Every legal mechanism should be available in death penalty cases. If there is a mistake at any step you can’t just undo it. So yeah I fully support legal challenges.

And being provided a defense is a constitutional right.


At trial. And to meet rather low due process standards on appeal. Nothing actually requires the decades of legal process before execution. Again - look at Texas.


Texas has exonerated 50 people on death row.


Also - do any of those whose sentences were commuted claim to be legally and factually innocent - worthy of exoneration?


Commuted and exonerated are two different things.

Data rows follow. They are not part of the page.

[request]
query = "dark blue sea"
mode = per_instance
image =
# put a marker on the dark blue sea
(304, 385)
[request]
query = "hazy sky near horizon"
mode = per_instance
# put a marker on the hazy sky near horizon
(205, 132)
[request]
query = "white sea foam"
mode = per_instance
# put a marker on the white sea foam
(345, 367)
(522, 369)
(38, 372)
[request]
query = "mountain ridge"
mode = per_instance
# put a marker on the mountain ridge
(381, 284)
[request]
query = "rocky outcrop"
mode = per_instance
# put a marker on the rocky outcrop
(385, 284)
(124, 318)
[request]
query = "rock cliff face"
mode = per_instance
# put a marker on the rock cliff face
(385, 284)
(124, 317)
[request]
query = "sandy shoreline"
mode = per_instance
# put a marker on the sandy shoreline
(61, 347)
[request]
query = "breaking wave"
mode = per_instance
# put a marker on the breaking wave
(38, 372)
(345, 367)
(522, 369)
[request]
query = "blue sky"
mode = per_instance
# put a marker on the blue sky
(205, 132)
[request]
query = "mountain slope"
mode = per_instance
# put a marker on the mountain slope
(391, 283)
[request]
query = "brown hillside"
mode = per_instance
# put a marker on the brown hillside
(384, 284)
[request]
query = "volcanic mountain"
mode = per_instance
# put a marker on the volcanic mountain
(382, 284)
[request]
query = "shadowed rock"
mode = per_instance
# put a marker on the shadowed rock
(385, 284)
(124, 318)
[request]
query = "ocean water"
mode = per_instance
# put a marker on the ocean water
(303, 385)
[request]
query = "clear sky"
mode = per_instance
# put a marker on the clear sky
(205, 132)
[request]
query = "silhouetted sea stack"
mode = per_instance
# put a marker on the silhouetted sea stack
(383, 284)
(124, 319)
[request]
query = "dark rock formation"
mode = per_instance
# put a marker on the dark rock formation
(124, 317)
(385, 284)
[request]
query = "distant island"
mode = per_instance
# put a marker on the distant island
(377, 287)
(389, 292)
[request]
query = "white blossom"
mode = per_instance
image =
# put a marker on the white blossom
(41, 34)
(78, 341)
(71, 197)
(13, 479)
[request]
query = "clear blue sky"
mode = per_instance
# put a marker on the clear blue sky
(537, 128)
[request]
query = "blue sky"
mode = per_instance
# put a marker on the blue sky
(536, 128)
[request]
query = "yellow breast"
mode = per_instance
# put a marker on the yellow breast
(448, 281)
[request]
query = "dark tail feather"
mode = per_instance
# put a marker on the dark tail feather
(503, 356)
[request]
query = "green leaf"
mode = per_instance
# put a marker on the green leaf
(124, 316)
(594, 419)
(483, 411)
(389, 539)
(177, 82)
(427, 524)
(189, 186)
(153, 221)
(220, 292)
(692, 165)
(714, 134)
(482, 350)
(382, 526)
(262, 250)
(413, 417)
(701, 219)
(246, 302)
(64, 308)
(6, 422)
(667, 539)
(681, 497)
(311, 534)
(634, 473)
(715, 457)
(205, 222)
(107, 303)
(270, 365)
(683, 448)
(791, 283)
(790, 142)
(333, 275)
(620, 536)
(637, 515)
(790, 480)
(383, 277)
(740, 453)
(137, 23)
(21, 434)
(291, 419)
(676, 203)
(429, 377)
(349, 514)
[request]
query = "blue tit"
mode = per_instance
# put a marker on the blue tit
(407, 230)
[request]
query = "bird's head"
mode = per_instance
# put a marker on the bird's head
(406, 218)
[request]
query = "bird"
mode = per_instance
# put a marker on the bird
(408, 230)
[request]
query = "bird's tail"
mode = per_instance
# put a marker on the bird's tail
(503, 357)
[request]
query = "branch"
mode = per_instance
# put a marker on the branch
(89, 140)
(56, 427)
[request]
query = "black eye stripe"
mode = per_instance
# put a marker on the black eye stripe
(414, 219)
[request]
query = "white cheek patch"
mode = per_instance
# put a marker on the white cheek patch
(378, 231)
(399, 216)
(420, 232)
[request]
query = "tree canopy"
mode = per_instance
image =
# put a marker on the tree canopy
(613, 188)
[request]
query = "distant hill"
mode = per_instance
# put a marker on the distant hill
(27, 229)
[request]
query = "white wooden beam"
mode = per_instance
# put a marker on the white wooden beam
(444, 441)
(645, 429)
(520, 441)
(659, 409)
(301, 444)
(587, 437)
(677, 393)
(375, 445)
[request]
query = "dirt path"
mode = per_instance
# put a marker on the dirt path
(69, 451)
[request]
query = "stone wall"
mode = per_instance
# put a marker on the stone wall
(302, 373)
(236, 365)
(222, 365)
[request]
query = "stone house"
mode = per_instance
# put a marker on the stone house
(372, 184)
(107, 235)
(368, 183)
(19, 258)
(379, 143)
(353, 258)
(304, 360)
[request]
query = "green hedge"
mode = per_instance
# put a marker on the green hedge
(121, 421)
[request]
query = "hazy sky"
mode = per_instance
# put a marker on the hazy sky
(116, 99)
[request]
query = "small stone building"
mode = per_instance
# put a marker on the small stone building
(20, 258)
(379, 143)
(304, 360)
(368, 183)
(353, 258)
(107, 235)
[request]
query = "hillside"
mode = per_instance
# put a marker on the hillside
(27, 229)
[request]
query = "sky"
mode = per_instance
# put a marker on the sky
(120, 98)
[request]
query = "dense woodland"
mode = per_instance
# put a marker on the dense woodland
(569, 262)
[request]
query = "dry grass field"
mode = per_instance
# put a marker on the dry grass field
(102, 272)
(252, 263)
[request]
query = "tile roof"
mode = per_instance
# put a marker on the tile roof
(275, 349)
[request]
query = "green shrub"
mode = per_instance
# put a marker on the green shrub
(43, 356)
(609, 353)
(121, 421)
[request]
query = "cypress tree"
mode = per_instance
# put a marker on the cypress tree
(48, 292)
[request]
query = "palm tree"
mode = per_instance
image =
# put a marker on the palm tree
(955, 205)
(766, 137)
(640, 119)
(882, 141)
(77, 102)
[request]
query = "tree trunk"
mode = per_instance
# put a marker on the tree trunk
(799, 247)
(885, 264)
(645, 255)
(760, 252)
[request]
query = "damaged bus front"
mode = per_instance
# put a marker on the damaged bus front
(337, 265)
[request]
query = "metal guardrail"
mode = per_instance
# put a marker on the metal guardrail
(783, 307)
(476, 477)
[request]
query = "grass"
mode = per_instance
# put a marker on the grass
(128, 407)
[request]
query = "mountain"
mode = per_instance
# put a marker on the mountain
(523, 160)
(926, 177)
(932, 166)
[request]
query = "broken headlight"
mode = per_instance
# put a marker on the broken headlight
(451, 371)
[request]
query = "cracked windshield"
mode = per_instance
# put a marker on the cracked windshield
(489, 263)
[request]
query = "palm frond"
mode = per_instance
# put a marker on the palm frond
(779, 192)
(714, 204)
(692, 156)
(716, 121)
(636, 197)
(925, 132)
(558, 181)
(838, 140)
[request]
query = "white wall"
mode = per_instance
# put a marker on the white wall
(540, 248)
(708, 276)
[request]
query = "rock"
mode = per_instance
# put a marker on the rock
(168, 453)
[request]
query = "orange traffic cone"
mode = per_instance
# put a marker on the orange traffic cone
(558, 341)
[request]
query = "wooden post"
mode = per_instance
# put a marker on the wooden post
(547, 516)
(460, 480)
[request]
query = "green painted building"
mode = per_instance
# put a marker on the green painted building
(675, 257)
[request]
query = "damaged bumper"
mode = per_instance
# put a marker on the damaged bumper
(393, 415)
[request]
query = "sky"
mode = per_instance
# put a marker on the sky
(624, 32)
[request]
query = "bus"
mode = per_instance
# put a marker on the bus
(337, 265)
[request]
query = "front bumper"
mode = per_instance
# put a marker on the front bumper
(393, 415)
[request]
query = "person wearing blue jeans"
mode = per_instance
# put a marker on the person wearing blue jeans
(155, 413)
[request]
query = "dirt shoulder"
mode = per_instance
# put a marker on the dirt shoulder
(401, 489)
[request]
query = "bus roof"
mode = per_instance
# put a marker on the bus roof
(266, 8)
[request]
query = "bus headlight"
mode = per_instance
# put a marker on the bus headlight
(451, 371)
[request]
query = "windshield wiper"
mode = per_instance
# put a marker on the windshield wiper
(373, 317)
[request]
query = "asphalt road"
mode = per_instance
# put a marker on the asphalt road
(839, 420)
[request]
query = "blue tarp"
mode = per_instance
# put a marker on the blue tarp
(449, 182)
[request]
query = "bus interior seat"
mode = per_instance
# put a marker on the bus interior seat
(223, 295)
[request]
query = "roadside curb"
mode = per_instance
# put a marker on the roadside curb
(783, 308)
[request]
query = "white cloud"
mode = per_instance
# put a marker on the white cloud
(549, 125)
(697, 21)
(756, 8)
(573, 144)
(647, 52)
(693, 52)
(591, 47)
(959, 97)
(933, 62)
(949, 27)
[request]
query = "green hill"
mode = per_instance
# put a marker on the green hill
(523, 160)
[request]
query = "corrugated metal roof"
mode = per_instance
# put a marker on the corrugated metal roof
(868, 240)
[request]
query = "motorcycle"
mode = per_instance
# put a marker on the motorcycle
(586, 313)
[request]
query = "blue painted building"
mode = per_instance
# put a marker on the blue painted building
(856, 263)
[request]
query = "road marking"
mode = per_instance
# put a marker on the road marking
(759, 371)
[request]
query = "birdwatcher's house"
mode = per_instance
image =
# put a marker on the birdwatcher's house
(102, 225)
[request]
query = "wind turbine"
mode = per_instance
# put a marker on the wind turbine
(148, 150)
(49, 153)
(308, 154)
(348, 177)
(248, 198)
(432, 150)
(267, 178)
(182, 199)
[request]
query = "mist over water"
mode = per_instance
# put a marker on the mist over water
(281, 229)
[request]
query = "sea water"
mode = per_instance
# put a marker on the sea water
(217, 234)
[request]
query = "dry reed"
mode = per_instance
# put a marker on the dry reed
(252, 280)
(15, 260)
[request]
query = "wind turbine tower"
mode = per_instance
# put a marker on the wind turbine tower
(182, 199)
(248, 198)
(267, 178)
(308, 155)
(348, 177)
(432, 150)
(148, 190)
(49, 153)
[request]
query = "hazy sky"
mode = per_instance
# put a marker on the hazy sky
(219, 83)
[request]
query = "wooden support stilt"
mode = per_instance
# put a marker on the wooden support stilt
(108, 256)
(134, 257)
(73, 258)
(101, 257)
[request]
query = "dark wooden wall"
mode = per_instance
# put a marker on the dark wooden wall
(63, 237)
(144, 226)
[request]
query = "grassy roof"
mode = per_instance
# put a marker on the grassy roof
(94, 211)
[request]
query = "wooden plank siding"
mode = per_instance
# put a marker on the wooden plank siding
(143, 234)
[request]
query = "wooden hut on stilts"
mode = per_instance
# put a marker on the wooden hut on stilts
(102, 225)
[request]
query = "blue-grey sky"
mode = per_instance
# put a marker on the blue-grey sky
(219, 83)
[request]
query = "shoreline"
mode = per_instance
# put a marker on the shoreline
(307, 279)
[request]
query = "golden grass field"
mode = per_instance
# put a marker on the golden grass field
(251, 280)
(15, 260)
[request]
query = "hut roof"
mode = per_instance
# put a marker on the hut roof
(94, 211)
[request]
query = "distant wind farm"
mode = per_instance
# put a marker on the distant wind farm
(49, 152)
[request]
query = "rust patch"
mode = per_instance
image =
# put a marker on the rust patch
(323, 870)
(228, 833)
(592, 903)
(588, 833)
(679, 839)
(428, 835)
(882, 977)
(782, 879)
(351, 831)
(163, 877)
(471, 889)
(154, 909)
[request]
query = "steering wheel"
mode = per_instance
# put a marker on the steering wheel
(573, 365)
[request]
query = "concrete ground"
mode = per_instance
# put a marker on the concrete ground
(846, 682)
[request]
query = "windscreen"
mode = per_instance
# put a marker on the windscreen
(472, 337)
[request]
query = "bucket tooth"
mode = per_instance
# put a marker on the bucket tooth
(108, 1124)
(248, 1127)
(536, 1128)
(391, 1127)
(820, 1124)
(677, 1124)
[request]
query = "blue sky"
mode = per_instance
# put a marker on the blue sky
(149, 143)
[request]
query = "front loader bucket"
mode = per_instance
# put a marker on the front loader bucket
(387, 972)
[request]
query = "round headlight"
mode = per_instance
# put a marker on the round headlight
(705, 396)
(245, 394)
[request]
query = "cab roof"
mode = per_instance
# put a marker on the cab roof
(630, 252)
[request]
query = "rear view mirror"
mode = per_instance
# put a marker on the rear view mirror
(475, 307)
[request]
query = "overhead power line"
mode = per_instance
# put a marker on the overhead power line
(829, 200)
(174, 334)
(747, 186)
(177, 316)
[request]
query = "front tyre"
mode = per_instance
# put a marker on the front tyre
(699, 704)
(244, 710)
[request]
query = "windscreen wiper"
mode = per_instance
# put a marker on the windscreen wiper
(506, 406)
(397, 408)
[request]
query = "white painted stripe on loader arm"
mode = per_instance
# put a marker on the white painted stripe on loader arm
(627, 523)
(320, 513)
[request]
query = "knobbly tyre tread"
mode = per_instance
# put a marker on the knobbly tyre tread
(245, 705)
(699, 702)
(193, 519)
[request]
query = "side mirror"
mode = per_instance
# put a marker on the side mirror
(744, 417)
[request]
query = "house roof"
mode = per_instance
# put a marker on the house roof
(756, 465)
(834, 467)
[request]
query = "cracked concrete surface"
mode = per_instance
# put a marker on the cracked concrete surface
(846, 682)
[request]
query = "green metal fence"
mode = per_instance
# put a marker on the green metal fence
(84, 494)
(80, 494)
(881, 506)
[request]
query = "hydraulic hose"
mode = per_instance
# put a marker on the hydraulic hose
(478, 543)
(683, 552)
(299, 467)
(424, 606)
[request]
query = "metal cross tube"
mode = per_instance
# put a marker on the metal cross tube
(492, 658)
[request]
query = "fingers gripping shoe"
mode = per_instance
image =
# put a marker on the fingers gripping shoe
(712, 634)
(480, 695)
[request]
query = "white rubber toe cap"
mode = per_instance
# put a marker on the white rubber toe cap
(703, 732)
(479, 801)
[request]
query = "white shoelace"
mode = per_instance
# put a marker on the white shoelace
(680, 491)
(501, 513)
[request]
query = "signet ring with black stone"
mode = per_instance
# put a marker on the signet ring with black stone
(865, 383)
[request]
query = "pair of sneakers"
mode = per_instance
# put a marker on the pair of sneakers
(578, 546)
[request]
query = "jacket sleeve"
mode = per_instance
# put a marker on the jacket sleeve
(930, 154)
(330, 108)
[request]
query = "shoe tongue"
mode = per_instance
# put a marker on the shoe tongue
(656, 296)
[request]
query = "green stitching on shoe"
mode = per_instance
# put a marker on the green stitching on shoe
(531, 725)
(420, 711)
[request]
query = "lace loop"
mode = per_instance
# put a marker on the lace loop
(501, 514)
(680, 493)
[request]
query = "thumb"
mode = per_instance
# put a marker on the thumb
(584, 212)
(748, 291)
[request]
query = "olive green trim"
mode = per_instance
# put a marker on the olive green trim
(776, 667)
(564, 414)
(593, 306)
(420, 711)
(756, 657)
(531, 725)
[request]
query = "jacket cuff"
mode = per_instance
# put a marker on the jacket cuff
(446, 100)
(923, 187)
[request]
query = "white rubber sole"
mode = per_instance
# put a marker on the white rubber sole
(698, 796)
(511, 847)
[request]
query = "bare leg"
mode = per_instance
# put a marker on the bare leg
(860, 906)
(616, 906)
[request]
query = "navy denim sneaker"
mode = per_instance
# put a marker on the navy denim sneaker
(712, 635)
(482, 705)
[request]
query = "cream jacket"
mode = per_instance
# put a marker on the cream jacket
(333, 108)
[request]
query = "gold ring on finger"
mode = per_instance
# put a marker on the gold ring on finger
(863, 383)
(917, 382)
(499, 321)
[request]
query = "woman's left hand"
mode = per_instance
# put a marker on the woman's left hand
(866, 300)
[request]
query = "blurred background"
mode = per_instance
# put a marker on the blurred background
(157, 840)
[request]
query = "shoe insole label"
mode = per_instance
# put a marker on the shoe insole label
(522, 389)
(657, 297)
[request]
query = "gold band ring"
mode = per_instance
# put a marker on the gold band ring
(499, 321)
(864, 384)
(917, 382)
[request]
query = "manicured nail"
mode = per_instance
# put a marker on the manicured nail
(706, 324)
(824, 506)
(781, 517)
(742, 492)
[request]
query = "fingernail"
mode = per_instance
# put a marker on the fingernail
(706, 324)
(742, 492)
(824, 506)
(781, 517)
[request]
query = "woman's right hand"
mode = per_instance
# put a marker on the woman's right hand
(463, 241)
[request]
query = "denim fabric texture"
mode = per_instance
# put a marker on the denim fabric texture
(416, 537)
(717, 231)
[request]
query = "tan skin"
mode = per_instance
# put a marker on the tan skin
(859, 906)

Yes, big people are justifying Biden’s (or who ever is actually acting as President’s) actions by straw men arguments about court processes and innocent people being put to death. These 37 men are all guilty murderers.
Anonymous
Anonymous wrote:
Anonymous wrote:
Anonymous wrote:
Anonymous wrote:I don’t know why he had to do this right before Christmas. All these poor families probably struggle with the holidays every single year and he just pour hot fresh pain into their hearts. He is such a scumbag. Such a morally bankrupt horrible man. Literally the complete opposite of the facade he pushed. Just a terrible man.


I know, I was thinking the same thing. No matter what you think about this, why couldn’t he have waited until after the holidays. The timing seems exceptionally cruel, almost deliberately so. It’s as if he hates the families of the victims and wants them to suffer.


You have a distorted perspective. These people are still going to live out their days and die in prison. They just won’t be killed by the government. It’s really nothing to get worked up about.



It is absolutely cruel to make the families of the victims deal with this right before the holidays. Biden could have waited until January and did not. He forced those poor families to have to grapple with this just before the holidays. It is grotesquely cruel behavior from Biden.